Fear of vision loss was a critical individual motivator to comply with DR management, whereas poor health, medication-related burden, forgetfulness, and poor health literacy were notable barriers. Community factors such as social support mitigated potential environmental and socioeconomic barriers such as transport. Furthermore, limited access to DR interventions resulting from over-burdened systems, referral pathway errors, and inaccessible ophthalmology services were critical barriers to receiving timeous care.
Finally, SARS-CoV-2 was an important barrier to DR management as it led to the suspension of primary care services such as retinal screenings, and limited access to diabetes-related medical consultations. In addition, specialist DR treatment procedures at the main NTSS hospital were suspended, with no alternative routes for patients to receive specialist eye care in the public sector.
Because the factors mentioned above are interlinked, this creates a complex problem.
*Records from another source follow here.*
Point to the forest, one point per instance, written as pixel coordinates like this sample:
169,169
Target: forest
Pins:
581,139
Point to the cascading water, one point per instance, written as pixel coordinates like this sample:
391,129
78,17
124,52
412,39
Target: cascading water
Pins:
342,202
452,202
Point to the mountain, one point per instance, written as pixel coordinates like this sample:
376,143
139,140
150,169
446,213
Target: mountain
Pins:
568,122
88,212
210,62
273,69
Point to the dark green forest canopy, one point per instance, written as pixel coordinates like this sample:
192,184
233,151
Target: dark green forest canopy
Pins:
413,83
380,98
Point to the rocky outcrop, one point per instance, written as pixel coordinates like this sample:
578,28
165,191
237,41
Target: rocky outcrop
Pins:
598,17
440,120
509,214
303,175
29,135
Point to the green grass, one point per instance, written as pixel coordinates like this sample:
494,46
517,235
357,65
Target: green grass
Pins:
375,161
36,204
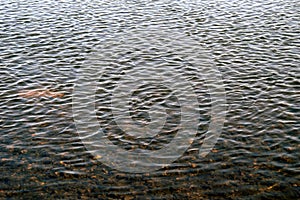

Policymakers and managers of similar health care facilities would have to look at initiatives that encompass all levels of determinants of DR treatment compliance behaviours if we are to halt this growing barrier to NCD care in the country. Short-term interventions directed at the individual level and long-term interventions directed at the socioeconomic and environmental, and community levels need to be developed. Immediate action can be taken by improving the implementation of continuous education initiatives targeting newly and previously diagnosed diabetic patients.